Snort and Xen

What is Xen Xen is an open-source and free virtual machine monitor for x86, Intel Itanium and PowerPC that enables the execution of multiple guest operating systems on the same computer hardware. Each Xen system has a single privileged OS, called Domain-0, that is responsible for starting and managing the other unprivileged OS instances. Domain-0 is the OS that boots when you start your computer, and it has the tools necessary to manage other domains. This form of virtualization is achieved using a technique called paravirtualization and is being developed by the Xen Project, led by XenSource, Inc. Xen provides secure isolation, resource control, quality-of-service guarantees, and live migration of virtual machines. On legacy computer systems, the operating systems must be explicitly modified to run on Xen (although compatibility is maintained for user applications). On the latest Intel VT or AMD Virtualization enabled processors, Xen can virtualize any OS, unmodified. Paravirtualization confers performance and security benefits when used in conjunction with hardware assisted virtualization. The security of your environment can be enhanced by running different services in complete isolation, without resorting to the purchase of additional costly hardware. If your server used to run a web server and an e-mail server together, you can now isolate these two services and run them as though they were running on completely separate machines.

What is Snort Snort is a lightweight network IDS, capable of performing real-time traffic analysis and packet logging on IP networks. It can be downloaded from http://www.snort.org and is distributed under the GNU GPL license by the author Martin Roesch. There are four protocols that Snort currently analyzes for suspicious behavior - TCP, UDP, ICMP, and IP. The open-source community is extending it analyze more protocols such as ARP, IGRP, GRE, OSPF, RIP, IPX. For instance we have extended SNORT to analyze RTP. Using SNORT's protocol analysis and content searching ability, it can be used to detect a variety of attacks and probes, such as buffer overflows, stealth port scans, CGI attacks, SMB probes, OS fingerprinting attempts, and more. Snort uses a flexible rules language to describe traffic that it should collect or pass, and includes a detection engine utilizing a modular plug-in architecture. A typical rule will look like

alert udp $EXTERNAL_NET any -> $HOME_NET 1434 (msg:"MS-SQL Worm propagation attempt"; \ content:"|04|"; depth:1; content:"|81 F1 03 01 04 9B 81 F1 01|"; content:"sock"; content:"send"; \ reference:bugtraq,5310; reference:bugtraq,5311; reference:cve,2002-0649; reference:nessus,11214; \ reference:url,vil.nai.com/vil/content/v_99992.htm; classtype:misc-attack; sid:2003; rev:8;)

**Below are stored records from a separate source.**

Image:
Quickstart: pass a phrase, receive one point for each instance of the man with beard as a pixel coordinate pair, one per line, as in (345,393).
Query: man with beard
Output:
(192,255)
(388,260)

Snort has real-time alerting capability as well, incorporating alerting mechanisms for Syslog, user- specified files, a UNIX socket, or WinPopup messages to Windows clients using Samba's smbclient. Snort has three primary uses. It can be used as a straight packet sniffer like tcpdump or as a packet logger that is useful for network traffic debugging. It can also be used as a full blown network intrusion detection system.